In case of difference of opinion among the executors and trustees as to holding and retaining securities or investments in managing the estate, he directed that so long as there shall be five executors and trustees the decision of four should be conclusive, and when four the decision of three should be conclusive, with this further provision in the codicil of November 21, 1892:
“The better to protect and conserve the values of my properties, it is my desire, and I so direct and provide, that the shares of any railway or other incorporated companies at any time held by my executors and trustees or my said trustees, shall always be voted by them or by their proxies at all corporate meetings as a unit; and in case my said executors and trustees or my said trustees do not concur as to how such stock shall be voted, then, in view of the fact that my son George J. Gould has for years had the management of my said properties, and is familiar with them and with other like properties, I direct and provide that in such event his judgment shall control, and he is hereby authorized and empowered to vote the said shares in person or by proxy in such manner as his judgment shall dictate.”
There was the usual provision that the property of his daughters was for their sole and separate use, free from any estate or control of their husbands, and prohibiting all dispositions or changes by any of the legatees by way of anticipation or otherwise.
There was a provision that if any of his children should marry without the consent of a majority of the executors and trustees, then the share allotted to such child should be reduced one-half and the other half of such share should be transferred to such persons as under the laws of the state of New York would take the same if the testator had died intestate.
Who were the witnesses to the Gould will was not divulged by ex-Judge Dillon; nor was it known who drew the will. Judge Dillon said that he didn’t. It was thought probable that Gen. Swayne, who was formerly in partnership with the judge, was the man, but he declined to say. There were many who believed that Gould himself drew the will. A gentleman who knew Mr. Gould very well said:
“From what I know of Mr. Gould, however, I believe he drew it himself. He was naturally a very secretive man, and any important undertaking he kept to himself as much as possible. He was an able lawyer, and certainly had sufficient knowledge to have made the will.”

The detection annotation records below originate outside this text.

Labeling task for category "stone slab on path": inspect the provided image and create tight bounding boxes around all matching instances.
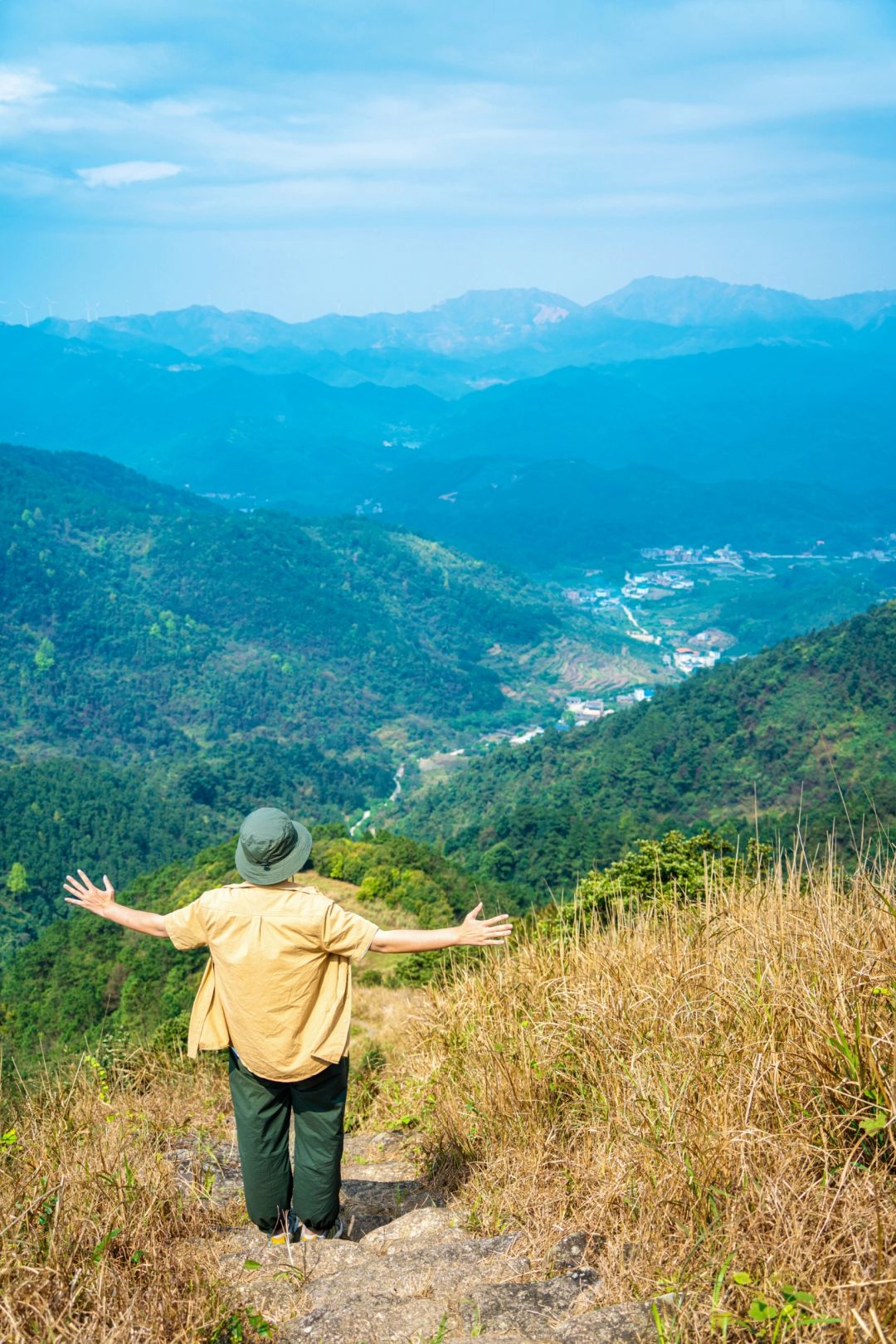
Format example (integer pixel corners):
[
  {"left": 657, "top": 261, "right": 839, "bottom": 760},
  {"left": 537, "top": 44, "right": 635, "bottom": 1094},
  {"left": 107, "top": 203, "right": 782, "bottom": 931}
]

In spite of Mr. Gould’s great interests his executors found his affairs in very trim shape. Something less than two years ago, in conversation with Mr. Connor and Mr. Morosini, Mr. Gould remarked:
“If I should die to-night my affairs are in such shape that my executors could straighten everything out in less than forty-eight hours after my death.”
Many different estimates have been made of the amount of the fortune of Jay Gould, but nothing has ever been told by him, nor did the will reveal anything definite about it. Little difference does it make whether it was $70,000,000 or $170,000,000, so long as it was the greatest that ever one man accumulated in his lifetime.
Mr. Gould never intended that anybody should know while he was living, and he saw that his wishes were carried out in the matter. Sixty millions is the figure most frequently mentioned, but generally as a minimum, with a round hundred millions as the other limit.